Sunday, January 25, 2009

Speaking ill of the dead

On 26th December last year, a 52-year old American woman called Christine Maggiore died. The world is a better place without her.

Isn’t that an appalling thing to say? Shouldn’t one only speak well of the dead? Not necessarily. Should we only say good things about Adolf Hitler, Joseph Stalin and Idi Amin because they’re dead? No, I think it’s OK to say that we’re glad when someone wicked stops disturbing the world with their foul deeds.

Christine Maggiore was wicked too. Maggiore was an AIDS denialist. Who died of AIDS.

She was HIV positive but instead of campaigning for better treatment, greater research and for public education she founded a deranged group of pseudoscientific charlatans called “Alive & Well” who denied the connection between HIV and AIDS, suggested that the she was still alive because HIV did NOT cause AIDS and that anti-retroviral drugs were of no value.

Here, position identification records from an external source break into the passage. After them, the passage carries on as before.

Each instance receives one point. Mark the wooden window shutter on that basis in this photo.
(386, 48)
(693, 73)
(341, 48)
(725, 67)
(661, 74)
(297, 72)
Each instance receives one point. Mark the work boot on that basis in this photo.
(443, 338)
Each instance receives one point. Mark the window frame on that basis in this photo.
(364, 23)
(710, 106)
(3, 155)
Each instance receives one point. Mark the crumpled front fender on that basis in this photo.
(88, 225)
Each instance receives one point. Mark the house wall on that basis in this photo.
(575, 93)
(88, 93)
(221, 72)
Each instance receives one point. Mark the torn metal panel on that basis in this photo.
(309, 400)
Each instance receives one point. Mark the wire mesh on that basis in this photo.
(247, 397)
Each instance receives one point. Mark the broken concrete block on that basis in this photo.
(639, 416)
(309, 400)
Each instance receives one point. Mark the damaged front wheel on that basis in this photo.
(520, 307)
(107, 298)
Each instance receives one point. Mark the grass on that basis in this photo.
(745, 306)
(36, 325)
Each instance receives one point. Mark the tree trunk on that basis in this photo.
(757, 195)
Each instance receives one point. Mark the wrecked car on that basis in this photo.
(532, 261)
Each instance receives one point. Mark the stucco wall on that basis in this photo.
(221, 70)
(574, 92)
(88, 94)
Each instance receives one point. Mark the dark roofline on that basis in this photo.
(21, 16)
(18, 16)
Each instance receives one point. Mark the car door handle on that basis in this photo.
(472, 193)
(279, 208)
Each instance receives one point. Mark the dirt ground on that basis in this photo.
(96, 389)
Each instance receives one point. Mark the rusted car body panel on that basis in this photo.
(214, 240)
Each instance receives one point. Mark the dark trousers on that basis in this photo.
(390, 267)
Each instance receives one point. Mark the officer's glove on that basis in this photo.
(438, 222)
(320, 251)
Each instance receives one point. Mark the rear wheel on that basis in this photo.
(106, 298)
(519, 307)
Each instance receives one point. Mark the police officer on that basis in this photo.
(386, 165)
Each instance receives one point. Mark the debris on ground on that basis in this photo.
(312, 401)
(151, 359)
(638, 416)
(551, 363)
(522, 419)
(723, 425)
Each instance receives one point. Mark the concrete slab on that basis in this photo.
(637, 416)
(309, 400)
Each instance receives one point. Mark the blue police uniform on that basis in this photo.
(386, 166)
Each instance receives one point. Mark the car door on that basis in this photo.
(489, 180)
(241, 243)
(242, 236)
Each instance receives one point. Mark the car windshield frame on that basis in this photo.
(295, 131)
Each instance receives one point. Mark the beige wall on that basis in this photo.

So far all we have is a fool, but Maggiore went much, much further.

Despite knowing her HIV status and despite the overwhelming evidence of the dangers she refused to take the appropriate medication while pregnant and then later decided to breast-feed her children.

When she was only 3 years old her daughter Eliza died of pneumonia, almost certainly brought about by AIDS. Still insisting that she was right she claimed that her daughter instead died from a reaction to an antibiotic. The autopsy disagreed. It showed that Eliza had AIDS encephalitis and PCP, the variety of pneumonia most associated with AIDS. In short it showed that her mother had killed her with neglect.

Sometimes people ask where the harm in so-called “alternative medicine” and denialism can be found. They think it’s just a few harmless homeopathic remedies bought by the gullible. They think that a few herbs here or there never did anybody any harm. Well, in most cases that’s perfectly true. Nobody ever died from taking a homeopathic remedy, simply because they don’t contain any remedies, they’re just water. Few people will come to any harm from taking some herbs sold by a quack.

However, every so often someone will take one of these remedies instead of something that works. Every so often someone will fall for the denialist claptrap we see and stop taking their real medication, the one that works. Then they pay the price, or worse still their children pay it for them.

I confess that in a very cruel moment I was glad that Christine Maggiore survived long enough to see what she’d done to her daughter but then I calmed down. Nobody should have to see that, it’s beyond understanding how terrible that must be.

But it WAS her fault. Science, medicine and rationalism could have saved Eliza’s life but they were all rejected in favour of stupidity, pseudoscience and denialism. There’s the harm.